Attorney General Merrick Garland on Friday appointed U.S. Attorney David Weiss as special counsel in the federal investigation into Hunter Biden. Republicans immediately criticized Garland’s selection of Weiss, who led the prosecution in Hunter Biden’s tax and gun charges that conservatives blasted as too lax.

House Oversight Committee Chairman James Comer, R-Ky., called Garland’s announcement “part of the Justice Department’s efforts to attempt a Biden family coverup in light of [House Oversight Republicans’] mounting evidence of President Biden’s role in his family’s schemes selling ‘the brand’ for millions of dollars to foreign nationals.”

Pence on Sunday placed less confidence in the special counsel’s probe of Hunter Biden than the investigation currently led by House Republicans.

“I think Joe Biden has weakened America at home and abroad, but frankly, the pattern of the Justice Department during our four years in the White House and since has undermined public confidence in equal treatment under the law,” Pence said. 

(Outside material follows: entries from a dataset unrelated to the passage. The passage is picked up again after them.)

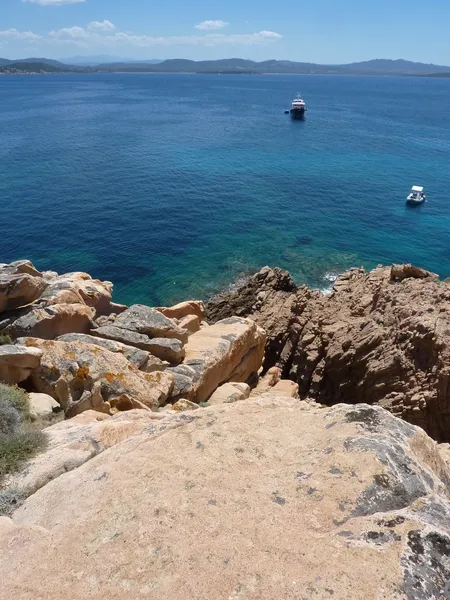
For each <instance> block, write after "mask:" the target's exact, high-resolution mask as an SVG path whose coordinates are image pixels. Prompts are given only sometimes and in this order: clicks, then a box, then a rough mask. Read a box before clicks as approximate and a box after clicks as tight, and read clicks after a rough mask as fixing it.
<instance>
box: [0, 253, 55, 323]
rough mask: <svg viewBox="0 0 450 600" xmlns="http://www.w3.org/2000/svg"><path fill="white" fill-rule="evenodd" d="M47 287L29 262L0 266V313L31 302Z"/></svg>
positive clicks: (41, 273)
mask: <svg viewBox="0 0 450 600" xmlns="http://www.w3.org/2000/svg"><path fill="white" fill-rule="evenodd" d="M46 287H47V282H46V281H45V280H44V278H43V277H42V273H40V272H39V271H37V270H36V269H35V268H34V266H33V265H32V264H31V262H30V261H17V262H13V263H11V264H9V265H5V264H1V265H0V313H1V312H3V311H9V310H13V309H15V308H19V307H20V306H25V305H26V304H29V303H30V302H33V301H34V300H36V299H37V298H39V296H40V295H41V294H42V292H43V291H44V290H45V288H46Z"/></svg>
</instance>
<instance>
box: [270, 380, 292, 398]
mask: <svg viewBox="0 0 450 600" xmlns="http://www.w3.org/2000/svg"><path fill="white" fill-rule="evenodd" d="M269 393H270V394H273V395H274V396H287V397H289V398H298V383H295V381H290V380H289V379H281V381H278V383H276V384H275V385H274V386H273V387H272V388H271V389H270V391H269Z"/></svg>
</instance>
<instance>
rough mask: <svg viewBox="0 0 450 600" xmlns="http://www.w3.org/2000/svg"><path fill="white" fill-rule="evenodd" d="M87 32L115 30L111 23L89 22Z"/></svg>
mask: <svg viewBox="0 0 450 600" xmlns="http://www.w3.org/2000/svg"><path fill="white" fill-rule="evenodd" d="M87 28H88V29H89V31H114V29H115V28H116V26H115V25H113V24H112V23H111V21H108V20H105V21H91V23H89V25H88V27H87Z"/></svg>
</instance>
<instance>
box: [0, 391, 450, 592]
mask: <svg viewBox="0 0 450 600" xmlns="http://www.w3.org/2000/svg"><path fill="white" fill-rule="evenodd" d="M141 412H142V411H141ZM81 416H83V415H81ZM158 416H163V417H164V418H163V419H161V420H160V421H158V420H155V421H153V422H151V423H149V424H147V425H146V426H144V428H143V429H142V430H141V432H140V433H136V434H135V435H132V436H131V437H127V438H126V439H125V437H126V436H124V435H123V434H119V435H120V437H119V439H121V440H122V441H119V443H117V444H116V445H114V446H113V447H110V448H109V449H108V450H107V451H104V452H102V453H101V454H99V455H97V456H95V458H92V459H91V460H85V458H86V456H87V457H89V456H88V455H89V453H91V455H94V454H95V453H96V450H95V449H94V448H93V446H92V444H91V449H89V436H91V434H88V435H87V436H86V437H87V438H88V439H87V440H86V442H84V441H83V434H82V433H75V434H74V444H75V445H76V443H77V440H80V442H81V443H80V446H81V450H80V454H81V452H82V451H83V449H84V453H85V454H84V456H80V457H79V458H75V455H74V450H70V451H69V452H68V454H67V456H68V458H67V461H68V462H69V463H70V461H71V458H73V461H74V462H72V466H73V465H74V463H75V464H76V461H78V462H79V463H80V466H78V467H77V468H73V470H70V471H69V472H66V473H64V474H60V475H59V476H57V477H56V478H55V479H53V480H52V481H50V482H49V483H47V484H46V485H45V484H44V485H43V487H41V488H40V489H38V490H37V491H36V493H34V494H33V495H31V496H30V497H29V498H28V500H26V502H25V504H24V505H23V506H22V507H21V508H19V509H18V510H17V511H16V512H15V513H14V514H13V517H12V519H7V518H1V519H0V556H2V560H1V561H0V580H1V582H2V594H3V595H4V596H5V598H8V599H9V600H35V599H36V598H44V597H45V598H46V600H61V598H98V599H100V598H108V599H109V600H115V599H117V600H118V599H120V600H135V599H136V598H139V597H144V596H145V597H146V598H149V599H153V598H154V599H155V600H156V599H160V598H163V597H164V598H170V599H171V600H178V599H179V600H181V599H183V600H184V599H185V598H191V599H193V600H197V599H198V600H200V599H203V598H209V599H210V600H223V599H224V598H231V599H233V600H237V599H242V600H244V599H245V600H256V599H258V600H269V599H273V598H283V599H286V600H291V599H292V600H294V599H296V600H298V599H301V600H303V599H304V600H307V599H308V600H309V599H311V598H317V599H322V598H323V599H325V598H333V600H348V599H349V598H361V599H362V598H364V600H379V599H380V598H389V599H393V600H394V599H395V600H428V599H430V598H436V599H438V598H447V597H448V592H449V587H448V582H449V581H450V563H449V555H450V528H449V523H448V514H449V511H450V503H449V500H448V494H449V485H450V480H449V474H448V469H447V468H446V466H445V464H444V463H443V461H442V459H441V458H440V457H439V454H438V452H437V449H436V444H435V443H434V442H433V441H432V440H431V439H430V438H428V437H427V435H426V434H425V433H424V432H423V430H421V429H419V428H416V427H414V426H411V425H409V424H407V423H405V422H403V421H401V420H399V419H396V418H395V417H393V416H392V415H390V414H389V413H388V412H387V411H385V410H383V409H381V408H379V407H371V406H367V405H356V406H348V405H337V406H334V407H332V408H319V407H317V406H312V405H309V404H306V403H304V402H299V401H298V400H294V399H292V398H289V399H287V398H279V397H269V398H267V397H260V398H256V399H253V400H247V401H244V402H236V403H234V404H227V405H219V406H213V407H211V408H206V409H202V410H194V411H191V412H182V413H181V414H172V413H167V414H166V413H161V414H158ZM125 417H126V414H125V415H124V418H125ZM140 419H141V417H140V415H139V416H138V423H139V425H137V430H139V428H140V427H141V426H142V424H141V423H140ZM104 424H108V421H103V422H100V423H99V426H102V425H104ZM99 437H100V436H99V434H97V433H95V434H92V439H95V440H98V439H99ZM70 452H72V453H73V456H72V457H71V455H70ZM57 462H58V461H56V463H57ZM81 463H83V464H81ZM59 464H61V465H62V466H61V469H60V472H61V471H62V470H63V469H64V460H61V462H60V463H59ZM72 466H71V467H70V468H72ZM55 473H57V468H56V467H55ZM41 482H42V483H45V476H44V477H43V478H42V479H41Z"/></svg>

“And while I welcome the appointment of a special counsel, which is of course appropriate and is a minimum where the attorney general has a potential conflict of interest, I’m also comforted by the fact that Congress is going to continue to do its work,” he said. “I’m confident that House Republicans are going to continue to bring forward the facts in this case. The American people have a right to know whether or not President Biden’s family benefited or that he himself benefited when he was serving in the job that I had as vice president of the United States in a financial way from foreign nationals.”

Pence is polling in fourth place in the GOP primary with 5.2% of the vote, behind Vivek Ramaswamy at 6.1%, Ron DeSantis at 15.1%, and former President Donald Trump as the clear front-runner with 54.2%, according to the RealClearPolitics national average.